Walker has also made his presence felt as an occasional judge on the recently (and mercifully) ended CBS show, Rock Star: Supernova. And while his talents on the television and behind the mixer are worth pointing out, it’s his prowess with a microphone that should earn him the most respect.

The Rise and Fall of Butch Walker and the Let’s-Go-Out-Tonites! is a not-so-subtle homage to David Bowie and his 1972 release The Rise and Fall of Ziggy Stardust and the Spiders From Mars. And while the album titles are similar and the musicianship is comparable, Walker has avoided creating an actual concept record (sorry, no androgynous alien rockers here). Instead, Walker sticks to what he knows: Shimmering pop hooks, a healthy array of guitar sounds and tongue-in-cheek wordplay that would leave even the cleverest of poets stumbling.

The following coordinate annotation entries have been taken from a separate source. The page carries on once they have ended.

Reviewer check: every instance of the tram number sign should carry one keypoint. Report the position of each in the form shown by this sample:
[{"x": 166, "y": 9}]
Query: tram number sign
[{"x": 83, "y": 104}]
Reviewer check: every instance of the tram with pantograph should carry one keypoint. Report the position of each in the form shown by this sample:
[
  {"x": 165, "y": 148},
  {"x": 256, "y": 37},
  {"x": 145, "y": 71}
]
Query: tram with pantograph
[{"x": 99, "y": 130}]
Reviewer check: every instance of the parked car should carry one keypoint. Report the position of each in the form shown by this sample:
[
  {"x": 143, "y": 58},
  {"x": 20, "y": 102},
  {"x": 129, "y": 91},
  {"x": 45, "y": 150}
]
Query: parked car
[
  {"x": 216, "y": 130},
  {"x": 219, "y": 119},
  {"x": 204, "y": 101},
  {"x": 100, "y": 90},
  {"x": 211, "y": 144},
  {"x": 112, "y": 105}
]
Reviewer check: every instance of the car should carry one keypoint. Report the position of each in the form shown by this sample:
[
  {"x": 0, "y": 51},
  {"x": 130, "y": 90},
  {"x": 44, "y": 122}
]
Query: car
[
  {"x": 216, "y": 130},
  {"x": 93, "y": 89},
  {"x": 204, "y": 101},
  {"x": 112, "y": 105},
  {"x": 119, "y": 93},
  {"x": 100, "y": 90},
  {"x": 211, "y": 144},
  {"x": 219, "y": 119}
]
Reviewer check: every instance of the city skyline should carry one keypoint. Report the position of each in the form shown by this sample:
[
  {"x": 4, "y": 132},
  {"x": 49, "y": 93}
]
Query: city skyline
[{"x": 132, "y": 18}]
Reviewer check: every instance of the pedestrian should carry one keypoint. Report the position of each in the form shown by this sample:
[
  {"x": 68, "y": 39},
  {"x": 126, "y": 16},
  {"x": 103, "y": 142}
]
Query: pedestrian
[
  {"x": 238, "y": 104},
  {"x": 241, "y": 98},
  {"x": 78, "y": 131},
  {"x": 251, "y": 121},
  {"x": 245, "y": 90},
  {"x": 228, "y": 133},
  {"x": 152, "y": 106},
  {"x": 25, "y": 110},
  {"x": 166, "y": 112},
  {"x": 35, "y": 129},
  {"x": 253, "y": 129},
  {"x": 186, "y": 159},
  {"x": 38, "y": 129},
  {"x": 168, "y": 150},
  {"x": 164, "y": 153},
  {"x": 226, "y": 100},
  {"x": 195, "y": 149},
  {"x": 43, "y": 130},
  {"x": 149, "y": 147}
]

The result is a fresh breath of creativity in a music industry that rarely rewards artists so obviously going against the grain of current pop trends.

“Bethampthetamine (Pretty Pretty),” “Hot Girls in Good Moods” and “When Canyons Ruled the City” highlight a disc filled with tracks sure to inspire good times and drunken sing-alongs.

But his latest effort is hardly the Georgia rocker’s best. Rise and Fall is a dramatic departure from Letters, Walker’s highly impactful, though occasionally gloomy, 2004 effort. With all of that said, if you’re looking for background music that will keep the party going or provide the fuel to help get it started, Rise and Fall has to be a top choice.